As for the noodles themselves, there are tons of options. You can make this with a packet of those quick-cooking, dried ramen noodles that we all enjoyed as kids. Or, you can step that up a notch by using Japanese buckwheat soba or udon noodles. You can also use bean threads, glass noodles, rice vermicelli, spaghetti, or shirataki. My go-to noodle is Korean japchae cellophane noodles made from yams. Any long, thin noodle will do.
- 1 lb. long thin noodles of your choice
- 1 cup chicken or vegetable broth
- 1/4 cup soy sauce or liquid aminos
- 1 Tbsp mirin sweet rice wine
- 1 Tbsp light miso paste
- 1 tsp toasted sesame oil
- 1 garlic clove
- 1 tsp grated ginger
- Grilled chicken breast strips
- Pan-fried tofu cubes
- Pork belly slices
- Poached eggs
- Fresh herbs
- Julienned carrots
- Sautéed asparagus tips
- Scallions sliced thinly
- Toasted sesame seeds
- Assemble your ingredients and check you have everything.

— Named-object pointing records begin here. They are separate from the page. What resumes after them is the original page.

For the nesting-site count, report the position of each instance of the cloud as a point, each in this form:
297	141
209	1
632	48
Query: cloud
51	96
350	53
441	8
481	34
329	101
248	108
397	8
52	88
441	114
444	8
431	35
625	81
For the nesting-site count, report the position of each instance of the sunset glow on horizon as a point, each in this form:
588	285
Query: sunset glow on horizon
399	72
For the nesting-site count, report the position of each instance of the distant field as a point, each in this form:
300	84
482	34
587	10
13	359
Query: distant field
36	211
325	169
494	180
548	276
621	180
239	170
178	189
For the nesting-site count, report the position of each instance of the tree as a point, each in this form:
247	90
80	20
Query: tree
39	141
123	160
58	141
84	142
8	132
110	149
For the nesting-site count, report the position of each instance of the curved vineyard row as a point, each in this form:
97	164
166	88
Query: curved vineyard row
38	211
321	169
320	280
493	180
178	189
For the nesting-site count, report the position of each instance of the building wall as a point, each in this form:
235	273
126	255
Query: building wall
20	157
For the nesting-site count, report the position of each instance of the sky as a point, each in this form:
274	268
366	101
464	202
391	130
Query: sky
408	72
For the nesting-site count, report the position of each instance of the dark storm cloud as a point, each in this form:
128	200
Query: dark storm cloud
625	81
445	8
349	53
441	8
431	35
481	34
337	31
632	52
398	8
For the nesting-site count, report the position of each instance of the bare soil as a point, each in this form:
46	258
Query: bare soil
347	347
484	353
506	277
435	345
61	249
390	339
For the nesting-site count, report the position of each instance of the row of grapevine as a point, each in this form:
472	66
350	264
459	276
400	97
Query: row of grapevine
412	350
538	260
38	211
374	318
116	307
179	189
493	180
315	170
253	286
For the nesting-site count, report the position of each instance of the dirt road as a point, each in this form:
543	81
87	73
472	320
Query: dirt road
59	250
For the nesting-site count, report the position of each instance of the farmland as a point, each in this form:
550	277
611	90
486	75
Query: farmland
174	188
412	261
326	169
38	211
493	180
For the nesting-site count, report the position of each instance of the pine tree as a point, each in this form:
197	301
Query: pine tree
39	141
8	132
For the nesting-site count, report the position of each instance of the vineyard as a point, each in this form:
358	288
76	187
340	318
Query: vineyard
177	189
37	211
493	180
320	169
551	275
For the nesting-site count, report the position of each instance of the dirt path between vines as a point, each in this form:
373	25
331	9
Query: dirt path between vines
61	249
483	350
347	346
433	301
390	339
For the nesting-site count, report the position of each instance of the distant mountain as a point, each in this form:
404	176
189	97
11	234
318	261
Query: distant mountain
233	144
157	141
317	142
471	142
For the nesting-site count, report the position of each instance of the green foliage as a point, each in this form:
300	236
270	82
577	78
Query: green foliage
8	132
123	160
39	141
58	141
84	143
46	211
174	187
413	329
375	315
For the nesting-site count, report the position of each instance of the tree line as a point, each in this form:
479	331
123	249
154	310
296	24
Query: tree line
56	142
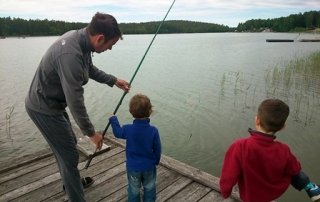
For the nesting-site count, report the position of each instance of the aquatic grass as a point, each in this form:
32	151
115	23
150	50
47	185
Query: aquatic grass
299	80
8	123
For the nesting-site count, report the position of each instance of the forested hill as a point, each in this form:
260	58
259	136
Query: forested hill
20	27
292	23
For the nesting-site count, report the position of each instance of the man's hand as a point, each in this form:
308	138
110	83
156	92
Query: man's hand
97	140
122	84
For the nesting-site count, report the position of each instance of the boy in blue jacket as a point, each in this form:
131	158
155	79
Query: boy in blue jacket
143	149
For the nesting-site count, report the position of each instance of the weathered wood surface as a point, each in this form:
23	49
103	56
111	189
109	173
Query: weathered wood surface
36	178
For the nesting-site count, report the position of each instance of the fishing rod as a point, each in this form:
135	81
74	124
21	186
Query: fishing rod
96	153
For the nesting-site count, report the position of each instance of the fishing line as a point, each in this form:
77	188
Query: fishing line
96	153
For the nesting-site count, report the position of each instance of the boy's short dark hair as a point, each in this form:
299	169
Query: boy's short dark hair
105	24
273	114
140	106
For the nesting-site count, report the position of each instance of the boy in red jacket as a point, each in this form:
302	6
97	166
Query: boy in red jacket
262	167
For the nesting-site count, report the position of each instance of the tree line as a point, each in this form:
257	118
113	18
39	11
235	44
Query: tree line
292	23
295	22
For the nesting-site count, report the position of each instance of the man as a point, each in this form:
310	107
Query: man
58	81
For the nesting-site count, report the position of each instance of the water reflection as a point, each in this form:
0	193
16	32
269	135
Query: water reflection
296	82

- Cook the noodles according to the package directions. Make the sauce while the noodles are cooking.
- In a blender, place the broth, soy sauce, mirin, miso, sesame oil, garlic, and ginger. Blend at high speed until smooth. Set this aside.
- Drain the cooked noodles. Place the sauce in the pot over medium heat and allow it to come to a simmer. As soon as the sauce begins to reduce, return the noodles to the pot of sauce and toss to coat them evenly. The starch released by the noodles will help the sauce to thicken and cling to them.

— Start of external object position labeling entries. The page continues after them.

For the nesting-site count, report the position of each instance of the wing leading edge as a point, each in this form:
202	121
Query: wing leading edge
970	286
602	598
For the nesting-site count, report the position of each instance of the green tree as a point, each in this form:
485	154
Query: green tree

- Transfer the coated noodles into serving bowls and top with protein and veggies of your choice. Garnish with scallions and sesame seeds.
Notes & Tips
You can make the sauce ahead of time and store it in a sealed container in the fridge for simple ramen bowls during the week. The sauce can also be used for dipping the noodles into if you wish.
As well, you can cook and prepare your proteins and vegetables ahead and keep them refrigerated. Grilled or roasted chicken is always a good option. I like to fill a sheet pan with sturdy vegetables, such as carrots, radishes, Brussels sprouts, and cauliflower florets. Just coat them with a little olive oil, sea salt, and pepper. Roast at 350°F until tender.
Substitutions & Options
What I like about ramen bowls is the ability to customize them for just about any diet. Here are some ideas to fit into your particular dietary preference.
Vegan/Vegetarian: Egg-free noodles with a sauce made with vegetable broth topped with grilled tofu cubes, steamed green beans and bok choy, and grilled shitake mushrooms.
Paleo & Keto: Zoodles (zucchini noodles) with a sauce of bone broth, coconut aminos, apple cider vinegar, sesame oil, garlic, and ginger. Top with pork tenderloin, fresh cilantro, and a poached or hard-boiled egg.
Gluten-Free: Buckwheat or rice noodles with a sauce made with wheat-free tamari in place of soy sauce. Top with any combination of protein and fresh vegetables.